American journal of physiology. Endocrinology and metabolism

Appetite-modifying actions of pro-neuromedin U-derived peptides.

PMID 19531638


Neuromedin U (NMU) is known to have potent actions on appetite and energy expenditure. Deletion of the NMU gene in mice leads to an obese phenotype, characterized by hyperphagia and decreased energy expenditure. Conversely, transgenic mice that overexpress proNMU exhibit reduced body weight and fat storage. Here, we show that central administration of NMU or the related peptide neuromedin S (NMS) dose-dependently decreases food intake, increases metabolic rate, and leads to significant weight loss in mice. The effects of NMU and NMS on both feeding and metabolism are almost completely lost in mice lacking the putative CNS receptor for NMU and NMS, NMUr2. However, NMUr2 knockout mice do not exhibit overt differences in body weight or energy expenditure compared with wild-type mice, suggesting that the dramatic phenotype of the NMU gene knockout mouse is not due simply to the loss of NMU/NMUr2 signaling.
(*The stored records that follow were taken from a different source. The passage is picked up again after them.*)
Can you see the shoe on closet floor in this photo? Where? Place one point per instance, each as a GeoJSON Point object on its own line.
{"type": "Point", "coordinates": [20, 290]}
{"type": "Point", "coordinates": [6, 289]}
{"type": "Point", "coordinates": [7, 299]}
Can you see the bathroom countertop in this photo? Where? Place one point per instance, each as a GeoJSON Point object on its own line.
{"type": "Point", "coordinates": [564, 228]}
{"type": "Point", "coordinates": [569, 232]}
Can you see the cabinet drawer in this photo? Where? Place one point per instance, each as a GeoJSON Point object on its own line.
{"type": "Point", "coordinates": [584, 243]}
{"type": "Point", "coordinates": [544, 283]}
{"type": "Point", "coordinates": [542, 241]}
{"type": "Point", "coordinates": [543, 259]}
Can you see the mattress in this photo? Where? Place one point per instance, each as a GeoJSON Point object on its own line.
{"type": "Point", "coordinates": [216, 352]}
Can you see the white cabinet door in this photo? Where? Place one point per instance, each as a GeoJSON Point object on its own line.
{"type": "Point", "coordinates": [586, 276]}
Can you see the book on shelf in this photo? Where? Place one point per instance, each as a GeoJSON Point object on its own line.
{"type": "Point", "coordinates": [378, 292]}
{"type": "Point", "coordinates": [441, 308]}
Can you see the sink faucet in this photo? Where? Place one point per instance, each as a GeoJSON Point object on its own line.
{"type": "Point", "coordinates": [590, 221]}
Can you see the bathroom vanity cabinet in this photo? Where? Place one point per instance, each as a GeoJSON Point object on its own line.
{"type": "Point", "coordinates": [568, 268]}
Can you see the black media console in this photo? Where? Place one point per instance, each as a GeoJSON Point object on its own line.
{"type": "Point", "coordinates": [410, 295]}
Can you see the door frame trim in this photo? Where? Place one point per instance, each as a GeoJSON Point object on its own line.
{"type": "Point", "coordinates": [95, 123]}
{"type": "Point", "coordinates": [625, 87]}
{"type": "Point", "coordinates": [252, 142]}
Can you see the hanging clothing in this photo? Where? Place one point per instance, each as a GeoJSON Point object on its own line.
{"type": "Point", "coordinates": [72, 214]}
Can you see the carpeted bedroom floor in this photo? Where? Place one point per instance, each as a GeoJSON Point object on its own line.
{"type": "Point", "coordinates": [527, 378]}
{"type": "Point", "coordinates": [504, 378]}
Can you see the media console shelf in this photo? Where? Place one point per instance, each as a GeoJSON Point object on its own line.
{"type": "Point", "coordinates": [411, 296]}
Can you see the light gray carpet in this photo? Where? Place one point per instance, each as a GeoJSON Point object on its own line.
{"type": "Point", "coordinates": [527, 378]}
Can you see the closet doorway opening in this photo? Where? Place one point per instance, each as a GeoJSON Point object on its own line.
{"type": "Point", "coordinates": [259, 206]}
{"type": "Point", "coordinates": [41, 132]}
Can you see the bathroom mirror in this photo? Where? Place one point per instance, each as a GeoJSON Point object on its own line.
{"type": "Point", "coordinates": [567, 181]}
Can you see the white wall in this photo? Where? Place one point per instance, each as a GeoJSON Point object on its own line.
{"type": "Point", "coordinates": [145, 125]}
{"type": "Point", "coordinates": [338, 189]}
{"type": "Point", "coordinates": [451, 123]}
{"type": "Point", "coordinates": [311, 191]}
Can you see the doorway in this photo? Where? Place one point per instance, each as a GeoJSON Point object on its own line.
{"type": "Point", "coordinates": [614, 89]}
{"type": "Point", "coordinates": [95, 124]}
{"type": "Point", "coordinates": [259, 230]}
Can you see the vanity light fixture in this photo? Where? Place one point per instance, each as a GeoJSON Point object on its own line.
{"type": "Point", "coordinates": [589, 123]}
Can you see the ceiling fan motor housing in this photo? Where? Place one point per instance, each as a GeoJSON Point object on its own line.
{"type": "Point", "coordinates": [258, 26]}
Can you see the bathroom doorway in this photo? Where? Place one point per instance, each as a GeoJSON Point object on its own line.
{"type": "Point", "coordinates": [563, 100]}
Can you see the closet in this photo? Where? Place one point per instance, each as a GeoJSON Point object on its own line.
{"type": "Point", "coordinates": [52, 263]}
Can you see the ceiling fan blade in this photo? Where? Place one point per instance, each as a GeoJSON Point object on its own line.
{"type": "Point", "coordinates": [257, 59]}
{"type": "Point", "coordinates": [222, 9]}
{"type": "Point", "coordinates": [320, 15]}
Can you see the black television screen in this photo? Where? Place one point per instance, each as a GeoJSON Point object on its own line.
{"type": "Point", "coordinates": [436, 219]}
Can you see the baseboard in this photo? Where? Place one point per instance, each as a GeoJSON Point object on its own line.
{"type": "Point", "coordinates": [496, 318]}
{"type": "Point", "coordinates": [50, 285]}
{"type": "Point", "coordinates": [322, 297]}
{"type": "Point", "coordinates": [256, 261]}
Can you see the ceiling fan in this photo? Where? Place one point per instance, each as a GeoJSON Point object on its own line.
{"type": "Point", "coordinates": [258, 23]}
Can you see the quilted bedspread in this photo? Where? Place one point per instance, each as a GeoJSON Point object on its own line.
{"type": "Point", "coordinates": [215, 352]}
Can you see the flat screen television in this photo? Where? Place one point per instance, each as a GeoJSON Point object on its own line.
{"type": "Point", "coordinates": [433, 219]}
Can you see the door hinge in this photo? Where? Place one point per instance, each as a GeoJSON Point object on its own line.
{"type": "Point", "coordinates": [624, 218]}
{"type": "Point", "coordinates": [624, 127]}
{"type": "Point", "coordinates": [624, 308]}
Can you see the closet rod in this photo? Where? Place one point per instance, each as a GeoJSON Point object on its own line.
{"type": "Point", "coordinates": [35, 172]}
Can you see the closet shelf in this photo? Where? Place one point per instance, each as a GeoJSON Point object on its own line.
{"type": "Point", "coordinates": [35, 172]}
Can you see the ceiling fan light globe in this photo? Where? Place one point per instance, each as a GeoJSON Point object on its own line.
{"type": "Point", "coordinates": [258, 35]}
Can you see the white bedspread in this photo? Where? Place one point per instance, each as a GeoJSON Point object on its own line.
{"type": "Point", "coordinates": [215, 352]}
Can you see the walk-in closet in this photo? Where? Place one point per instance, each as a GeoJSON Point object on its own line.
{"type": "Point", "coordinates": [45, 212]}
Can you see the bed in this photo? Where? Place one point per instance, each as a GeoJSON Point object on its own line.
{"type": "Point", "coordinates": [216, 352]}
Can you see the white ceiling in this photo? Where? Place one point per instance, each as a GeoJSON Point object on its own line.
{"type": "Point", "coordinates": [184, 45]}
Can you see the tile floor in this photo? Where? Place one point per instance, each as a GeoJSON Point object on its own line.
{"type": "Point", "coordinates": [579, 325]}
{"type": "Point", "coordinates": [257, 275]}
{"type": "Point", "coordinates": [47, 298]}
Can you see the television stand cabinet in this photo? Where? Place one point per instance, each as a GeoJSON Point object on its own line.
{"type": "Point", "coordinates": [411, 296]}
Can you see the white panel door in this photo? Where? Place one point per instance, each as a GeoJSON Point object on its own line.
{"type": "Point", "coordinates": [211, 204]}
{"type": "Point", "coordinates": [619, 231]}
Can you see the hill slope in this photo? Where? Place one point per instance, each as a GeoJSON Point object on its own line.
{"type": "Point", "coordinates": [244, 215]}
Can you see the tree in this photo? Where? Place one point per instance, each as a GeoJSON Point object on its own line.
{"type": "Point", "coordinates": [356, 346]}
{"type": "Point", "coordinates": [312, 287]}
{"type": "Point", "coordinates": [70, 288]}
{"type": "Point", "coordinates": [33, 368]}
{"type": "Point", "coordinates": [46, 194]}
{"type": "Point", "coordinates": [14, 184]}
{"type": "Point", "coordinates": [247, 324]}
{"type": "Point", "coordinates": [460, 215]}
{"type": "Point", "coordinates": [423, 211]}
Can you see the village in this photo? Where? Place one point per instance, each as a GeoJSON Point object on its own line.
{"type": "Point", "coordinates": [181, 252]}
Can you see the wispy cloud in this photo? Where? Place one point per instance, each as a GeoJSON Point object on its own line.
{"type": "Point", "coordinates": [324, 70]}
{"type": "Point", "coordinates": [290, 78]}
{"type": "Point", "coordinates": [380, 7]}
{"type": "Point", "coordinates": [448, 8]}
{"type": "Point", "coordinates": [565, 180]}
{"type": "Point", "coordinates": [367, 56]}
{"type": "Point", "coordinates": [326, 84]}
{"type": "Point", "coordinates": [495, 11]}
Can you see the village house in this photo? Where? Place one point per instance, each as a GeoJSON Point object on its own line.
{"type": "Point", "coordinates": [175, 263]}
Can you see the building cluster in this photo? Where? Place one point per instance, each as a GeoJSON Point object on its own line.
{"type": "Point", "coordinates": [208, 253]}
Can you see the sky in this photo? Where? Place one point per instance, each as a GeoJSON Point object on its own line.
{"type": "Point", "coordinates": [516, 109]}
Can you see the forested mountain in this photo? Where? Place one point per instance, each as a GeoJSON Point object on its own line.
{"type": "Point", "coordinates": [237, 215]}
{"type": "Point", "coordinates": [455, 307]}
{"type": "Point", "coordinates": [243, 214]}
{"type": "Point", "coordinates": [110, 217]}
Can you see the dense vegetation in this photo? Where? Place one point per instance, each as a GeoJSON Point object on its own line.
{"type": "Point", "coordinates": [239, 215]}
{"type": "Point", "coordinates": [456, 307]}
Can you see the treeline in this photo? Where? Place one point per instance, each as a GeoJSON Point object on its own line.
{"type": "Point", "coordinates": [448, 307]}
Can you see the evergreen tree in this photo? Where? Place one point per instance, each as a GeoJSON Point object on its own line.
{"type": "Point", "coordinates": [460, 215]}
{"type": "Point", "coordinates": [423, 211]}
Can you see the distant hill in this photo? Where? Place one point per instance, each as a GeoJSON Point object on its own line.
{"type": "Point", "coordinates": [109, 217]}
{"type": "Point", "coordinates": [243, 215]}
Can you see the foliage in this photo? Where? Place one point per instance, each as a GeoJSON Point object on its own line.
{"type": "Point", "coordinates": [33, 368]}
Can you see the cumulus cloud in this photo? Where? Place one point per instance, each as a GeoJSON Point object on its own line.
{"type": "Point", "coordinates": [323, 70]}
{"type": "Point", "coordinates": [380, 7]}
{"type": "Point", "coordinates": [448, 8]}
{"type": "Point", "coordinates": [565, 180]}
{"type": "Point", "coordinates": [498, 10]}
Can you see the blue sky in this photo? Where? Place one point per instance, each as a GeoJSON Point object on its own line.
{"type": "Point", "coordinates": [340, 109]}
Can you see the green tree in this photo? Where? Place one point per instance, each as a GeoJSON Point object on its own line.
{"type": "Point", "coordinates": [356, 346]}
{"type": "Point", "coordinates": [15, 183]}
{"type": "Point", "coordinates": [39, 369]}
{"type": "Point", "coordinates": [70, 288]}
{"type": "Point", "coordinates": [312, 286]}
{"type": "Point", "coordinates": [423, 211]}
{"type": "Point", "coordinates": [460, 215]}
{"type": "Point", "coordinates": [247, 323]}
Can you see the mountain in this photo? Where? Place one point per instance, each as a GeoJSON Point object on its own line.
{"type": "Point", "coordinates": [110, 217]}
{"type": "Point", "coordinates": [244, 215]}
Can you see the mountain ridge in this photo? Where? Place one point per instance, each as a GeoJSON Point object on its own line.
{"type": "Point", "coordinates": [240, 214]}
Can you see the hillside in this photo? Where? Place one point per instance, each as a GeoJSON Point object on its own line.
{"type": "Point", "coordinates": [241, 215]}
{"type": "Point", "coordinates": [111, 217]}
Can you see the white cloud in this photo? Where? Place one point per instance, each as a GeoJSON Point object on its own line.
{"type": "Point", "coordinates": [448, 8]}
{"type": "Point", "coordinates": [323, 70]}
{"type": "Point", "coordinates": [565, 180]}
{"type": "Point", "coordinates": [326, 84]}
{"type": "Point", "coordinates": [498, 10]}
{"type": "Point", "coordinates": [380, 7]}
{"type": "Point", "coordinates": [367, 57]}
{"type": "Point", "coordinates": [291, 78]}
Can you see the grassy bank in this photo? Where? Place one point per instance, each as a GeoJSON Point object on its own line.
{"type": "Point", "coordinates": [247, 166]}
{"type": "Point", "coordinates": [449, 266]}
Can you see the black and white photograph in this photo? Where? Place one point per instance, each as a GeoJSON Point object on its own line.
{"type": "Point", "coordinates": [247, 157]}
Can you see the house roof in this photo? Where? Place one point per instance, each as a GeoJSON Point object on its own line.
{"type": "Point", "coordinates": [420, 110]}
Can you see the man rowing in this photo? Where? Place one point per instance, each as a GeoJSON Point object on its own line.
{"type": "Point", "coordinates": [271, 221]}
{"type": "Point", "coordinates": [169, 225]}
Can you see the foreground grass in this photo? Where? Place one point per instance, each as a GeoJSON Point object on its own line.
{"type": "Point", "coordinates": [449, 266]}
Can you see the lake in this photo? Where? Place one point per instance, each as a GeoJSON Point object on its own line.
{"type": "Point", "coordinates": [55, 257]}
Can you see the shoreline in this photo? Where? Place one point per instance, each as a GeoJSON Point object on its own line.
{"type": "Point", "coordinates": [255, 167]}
Putative proteolytic cleavage sites indicate that an additional peptide is produced from the NMU precursor protein, which is extremely well conserved between human, mouse, and rat. Here, we demonstrate that this peptide, proNMU(104-136), has a pronounced effect on energy balance in mice. Specifically, central administration of proNMU(104-136) causes a significant but transient ( approximately 4 h) increase in feeding, yet both food intake and body weight are decreased over the following 24 h. proNMU(104-136) administration also significantly increased metabolic rate. These results suggest that proNMU(104-136) is a novel modulator of energy balance and may contribute to the phenotype exhibited by NMU knockout mice.